Dalam draf yang dirilis untuk komentar, ketentuan yang telah menarik perhatian besar dari komunitas bisnis adalah: ketika proyek telah mencapai kesepakatan untuk mengalihkan hak penggunaan tanah untuk lebih dari 75% wilayah dan lebih dari 75% rumah tangga, tetapi tenggat waktu atau periode perpanjangan belum menyelesaikan kesepakatan, Dewan Rakyat Provinsi dapat mempertimbangkan untuk mereklamasi tanah yang tersisa untuk diserahkan kepada investor untuk melanjutkan pelaksanaan proyek.
Mekanisme "kesepakatan" merupakan langkah penting untuk memasarkan hubungan pertanahan: perusahaan bernegosiasi dengan masyarakat secara langsung, sementara negara tidak melakukan intervensi administratif. Mekanisme ini membantu banyak proyek untuk diimplementasikan lebih cepat, mencerminkan nilai riil tanah di pasar. Namun, pada kenyataannya, banyak proyek hanya mencapai 70-80% persetujuan, sisanya "terjebak" dengan beberapa rumah tangga yang tidak setuju, menyebabkan proyek mandek dan biaya sosial meningkat.
Oleh karena itu, regulasi yang memperbolehkan reklamasi lahan yang tersisa setelah mencapai lebih dari 75% wilayah dipandang sebagai langkah perantara antara dua mekanisme: negosiasi pasar dan reklamasi negara sesuai perencanaan. Hal ini membuka peluang bagi ratusan proyek infrastruktur, kawasan industri, dan kawasan perkotaan untuk kembali beroperasi—sesuatu yang sangat dibutuhkan perekonomian untuk mencapai target pertumbuhan dua digit di tahun-tahun mendatang.

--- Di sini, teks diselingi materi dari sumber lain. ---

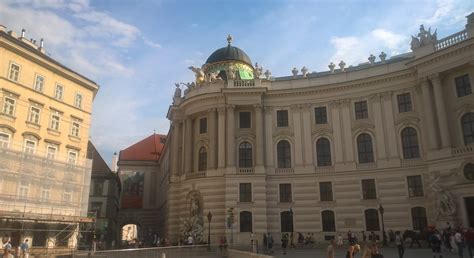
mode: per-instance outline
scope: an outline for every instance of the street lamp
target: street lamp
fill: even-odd
[[[209,212],[207,214],[207,224],[209,225],[209,230],[207,231],[207,250],[211,250],[211,220],[212,214]]]
[[[383,246],[387,246],[387,238],[385,238],[385,222],[383,220],[383,212],[384,208],[382,204],[379,204],[379,212],[380,212],[380,218],[382,219],[382,239],[383,239]]]

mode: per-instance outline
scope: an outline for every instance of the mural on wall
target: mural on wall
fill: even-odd
[[[143,208],[144,172],[124,172],[120,175],[122,181],[122,209]]]

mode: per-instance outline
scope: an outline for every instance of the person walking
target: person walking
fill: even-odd
[[[405,247],[403,246],[403,238],[400,235],[400,231],[395,232],[395,245],[398,249],[398,257],[403,258],[405,254]]]

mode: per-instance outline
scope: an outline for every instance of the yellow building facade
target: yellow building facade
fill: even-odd
[[[0,230],[13,244],[75,245],[77,222],[87,221],[98,89],[46,55],[42,40],[0,25]]]

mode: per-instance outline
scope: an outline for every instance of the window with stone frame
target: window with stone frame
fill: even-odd
[[[369,118],[369,110],[367,108],[367,101],[358,101],[354,103],[356,119]]]
[[[321,220],[323,224],[323,232],[336,232],[334,211],[325,210],[321,212]]]
[[[250,112],[239,112],[239,128],[251,128],[251,118]]]
[[[207,117],[199,119],[199,133],[207,133]]]
[[[293,214],[290,211],[282,211],[280,213],[280,229],[281,232],[293,232]]]
[[[239,145],[239,167],[240,168],[253,167],[252,145],[249,142],[242,142]]]
[[[362,198],[364,200],[377,199],[375,179],[362,179]]]
[[[207,170],[207,149],[206,147],[199,148],[198,171]]]
[[[240,217],[240,232],[253,232],[252,229],[252,212],[242,211]]]
[[[252,202],[252,184],[239,184],[239,202]]]
[[[362,133],[357,137],[357,151],[359,155],[359,163],[374,162],[372,137],[369,134]]]
[[[418,135],[412,127],[402,130],[402,149],[404,159],[417,159],[420,157],[420,147],[418,146]]]
[[[368,209],[364,211],[365,229],[367,231],[380,231],[379,211]]]
[[[326,107],[314,108],[314,121],[316,122],[317,125],[328,123],[328,114],[327,114]]]
[[[331,143],[327,138],[316,141],[316,155],[318,167],[331,166]]]
[[[472,94],[469,74],[454,78],[454,83],[456,84],[456,93],[458,97],[464,97]]]
[[[280,202],[292,202],[291,184],[280,184]]]
[[[288,110],[277,110],[277,127],[288,127]]]
[[[411,220],[413,230],[426,230],[428,228],[428,218],[426,217],[426,209],[423,207],[411,208]]]
[[[319,182],[319,198],[322,202],[333,201],[332,182]]]
[[[407,93],[397,95],[397,101],[398,101],[399,113],[412,111],[410,93],[407,92]]]
[[[3,110],[2,112],[9,116],[15,116],[16,100],[10,97],[3,99]]]
[[[422,197],[423,196],[423,181],[421,176],[407,176],[408,196]]]
[[[291,168],[291,146],[286,140],[277,144],[278,168]]]
[[[461,118],[462,134],[464,144],[468,145],[474,142],[474,113],[469,112]]]

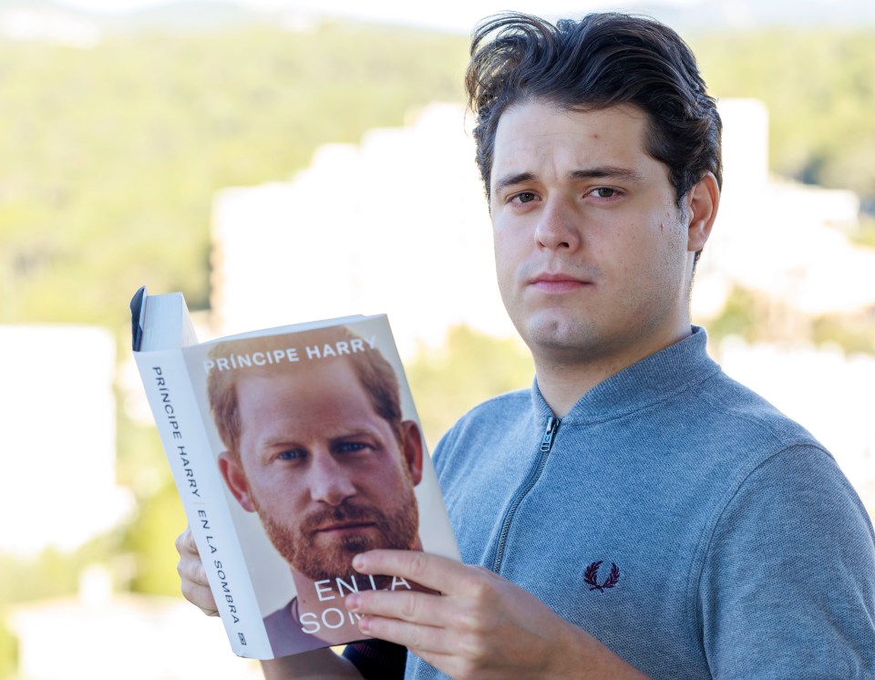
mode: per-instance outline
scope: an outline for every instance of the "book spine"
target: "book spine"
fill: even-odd
[[[134,355],[231,646],[239,656],[273,658],[182,353]]]

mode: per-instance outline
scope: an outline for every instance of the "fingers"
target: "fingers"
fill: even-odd
[[[176,550],[180,562],[176,571],[180,574],[180,589],[182,596],[208,616],[218,616],[216,600],[210,590],[207,572],[201,561],[201,554],[194,542],[190,528],[187,528],[176,539]]]
[[[417,551],[369,551],[356,555],[353,567],[364,574],[391,574],[438,592],[448,592],[468,570],[454,560]]]

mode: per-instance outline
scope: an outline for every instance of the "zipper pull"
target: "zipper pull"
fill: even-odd
[[[556,428],[559,428],[559,418],[551,416],[547,418],[547,429],[544,430],[544,437],[540,440],[540,450],[543,453],[549,453],[553,446],[553,435],[556,434]]]

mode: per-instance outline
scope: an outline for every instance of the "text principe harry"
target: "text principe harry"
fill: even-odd
[[[355,337],[348,341],[339,340],[335,343],[324,345],[312,345],[299,352],[297,347],[273,349],[268,352],[252,352],[251,354],[231,354],[227,356],[204,359],[203,369],[210,373],[211,370],[232,371],[235,368],[252,368],[253,366],[272,366],[275,364],[293,363],[305,359],[326,359],[331,356],[355,355],[376,349],[376,336],[371,338]]]

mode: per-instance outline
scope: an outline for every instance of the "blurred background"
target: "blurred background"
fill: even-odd
[[[0,0],[0,678],[257,676],[179,595],[139,285],[202,339],[388,313],[431,448],[530,383],[461,88],[506,8],[693,46],[726,125],[696,323],[875,514],[875,5]]]

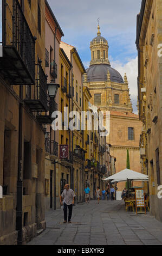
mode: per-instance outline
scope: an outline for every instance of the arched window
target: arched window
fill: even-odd
[[[132,127],[128,127],[128,140],[134,141],[134,128]]]
[[[98,59],[100,58],[100,51],[99,50],[98,50]]]

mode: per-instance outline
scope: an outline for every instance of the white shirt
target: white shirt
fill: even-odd
[[[69,188],[68,190],[64,190],[61,194],[61,197],[67,205],[70,205],[72,204],[73,197],[76,197],[76,196],[73,190]]]

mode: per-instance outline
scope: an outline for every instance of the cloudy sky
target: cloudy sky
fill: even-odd
[[[90,60],[90,41],[96,36],[98,18],[101,35],[109,44],[113,68],[128,78],[134,112],[137,113],[137,51],[135,45],[137,15],[141,0],[60,0],[48,2],[64,36],[73,45],[87,68]]]

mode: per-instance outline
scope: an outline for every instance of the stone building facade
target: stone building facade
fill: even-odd
[[[127,149],[130,154],[131,168],[140,172],[139,141],[142,124],[137,115],[133,113],[127,77],[124,78],[111,66],[108,59],[109,46],[101,36],[98,26],[97,36],[90,42],[92,59],[86,70],[84,84],[92,95],[90,102],[109,117],[109,134],[107,143],[110,154],[116,159],[115,172],[126,167]],[[105,112],[108,112],[107,113]],[[108,128],[108,127],[107,127]],[[125,184],[118,184],[122,191]]]
[[[61,85],[60,65],[60,44],[63,33],[49,5],[46,1],[46,74],[48,75],[49,83]],[[70,69],[68,64],[68,72]],[[60,184],[59,180],[60,166],[59,160],[59,131],[54,131],[51,124],[53,119],[52,113],[60,108],[60,88],[58,89],[54,99],[51,99],[50,104],[50,118],[48,123],[44,125],[46,130],[45,139],[45,207],[46,210],[56,209],[60,207]],[[51,108],[51,106],[53,107]],[[46,122],[47,123],[47,122]],[[56,185],[57,184],[57,185]]]
[[[157,197],[162,181],[161,15],[160,0],[143,0],[137,16],[138,100],[142,131],[141,167],[149,176],[152,214],[162,221],[162,200]]]
[[[0,58],[0,244],[5,245],[24,244],[46,228],[40,113],[48,111],[45,1],[6,4]]]

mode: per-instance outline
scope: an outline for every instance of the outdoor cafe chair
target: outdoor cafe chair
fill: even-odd
[[[127,211],[128,208],[130,208],[133,209],[133,211],[134,211],[134,204],[131,201],[125,201],[126,205],[126,212]]]
[[[145,200],[145,206],[146,206],[146,209],[147,208],[148,211],[150,211],[150,208],[149,208],[149,206],[148,206],[148,203],[149,203],[149,197],[147,197],[147,199]]]

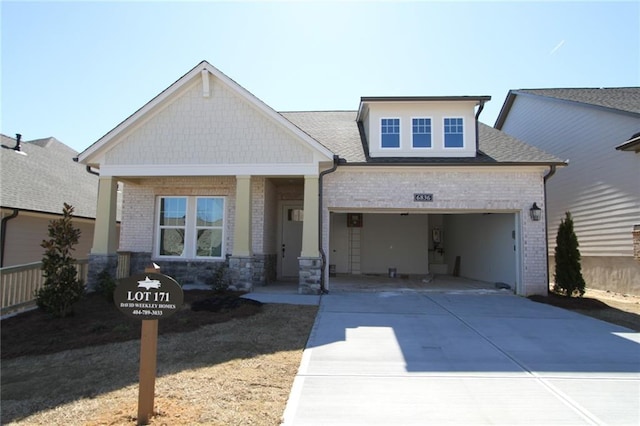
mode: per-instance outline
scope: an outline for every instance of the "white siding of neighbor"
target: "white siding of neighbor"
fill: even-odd
[[[583,256],[632,256],[640,223],[640,156],[615,149],[640,119],[602,109],[517,96],[503,131],[562,159],[547,183],[549,249],[570,211]]]

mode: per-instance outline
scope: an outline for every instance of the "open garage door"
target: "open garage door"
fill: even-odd
[[[336,274],[456,273],[515,290],[518,234],[514,213],[333,212],[329,264]]]

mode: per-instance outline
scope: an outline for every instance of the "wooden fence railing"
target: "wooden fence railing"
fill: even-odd
[[[75,266],[78,278],[86,283],[89,260],[76,260]],[[43,284],[42,262],[0,268],[0,313],[19,311],[35,305],[35,293]]]

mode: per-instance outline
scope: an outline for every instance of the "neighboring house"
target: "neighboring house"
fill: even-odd
[[[495,127],[569,162],[547,187],[551,276],[568,211],[587,287],[640,294],[640,87],[512,90]]]
[[[131,273],[155,262],[181,283],[226,261],[245,290],[331,290],[331,269],[456,272],[546,294],[544,212],[530,209],[563,163],[479,123],[489,99],[278,113],[203,61],[80,154],[100,171],[90,269],[115,269],[120,251]]]
[[[2,266],[39,262],[51,220],[64,203],[74,208],[80,229],[74,257],[89,257],[93,243],[98,176],[74,162],[76,151],[55,138],[21,141],[1,135],[0,207]]]

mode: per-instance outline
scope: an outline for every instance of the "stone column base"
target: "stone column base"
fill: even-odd
[[[319,257],[299,257],[298,265],[298,293],[320,294],[322,259]]]
[[[87,272],[87,291],[95,291],[98,285],[98,275],[106,270],[113,278],[116,277],[118,269],[117,253],[109,254],[90,254],[89,270]]]
[[[229,257],[229,275],[233,290],[253,290],[253,256]]]

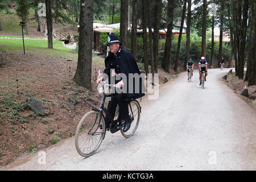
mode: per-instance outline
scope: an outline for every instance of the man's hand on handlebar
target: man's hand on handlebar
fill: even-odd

Namun, layaknya kebijakan terobosan lainnya, ketentuan ini membuka peluang sekaligus mengandung risiko. Menurut rancangan Resolusi, ketika Negara mereklamasi sisa lahan, dasar perhitungan kompensasi didasarkan pada harga tanah dalam daftar harga tanah dan koefisien penyesuaian harga tanah. Dengan demikian, dapat timbul situasi: harga yang disepakati oleh perusahaan kepada masyarakat adalah harga pasar, sehingga akan terjadi selisih harga yang besar dari harga tanah dalam daftar harga tanah. Hal ini dapat menimbulkan keluhan dari masyarakat, yang dapat menghambat dan memperpanjang pelaksanaan proyek.
Solusi yang lebih masuk akal yang diusulkan oleh Federasi Perdagangan dan Industri Vietnam adalah menempatkan Negara sebagai perantara antara perusahaan dan masyarakat untuk menegosiasikan harga. Jika kesepakatan masih belum tercapai, Negara akan melanjutkan proses reklamasi lahan.
Pendekatan ini menjaga transparansi sekaligus menjamin hak-hak yang sah bagi masyarakat dan investor. Agar model "Negara sebagai perantara" dapat beroperasi secara efektif, diperlukan kerangka hukum yang jelas, yang mendefinisikan lembaga yang bertanggung jawab atas negosiasi, prosesnya, jumlah putaran negosiasi, dan tenggat waktu, sehingga menghindari formalitas atau perpanjangan prosedur. Negara juga dapat menyelenggarakan negosiasi tripartit, dengan melibatkan lembaga penilai independen dan perwakilan pemerintah daerah. Oleh karena itu, diperlukan sistem penilaian tanah yang independen dan profesional untuk menjamin objektivitas dan mencegah kepentingan kelompok. Selain itu, mekanisme pemantauan dengan melibatkan badan-badan terpilih, Front Tanah Air , dan sebagainya, juga memainkan peran yang sangat penting.
Pemulihan lahan setelah mencapai 75% dari kesepakatan dapat membantu menyelesaikan masalah yang telah lama direnungkan oleh para pelaku bisnis, tetapi juga berdampak pada masyarakat yang lahannya dipulihkan. Oleh karena itu, badan yang menyusun Resolusi perlu terus memperhitungkan pilihan kebijakan secara cermat untuk memastikan keseimbangan kepentingan antara para pihak, membantu pemanfaatan lahan secara lebih efektif, dan berkontribusi pada pembangunan negara.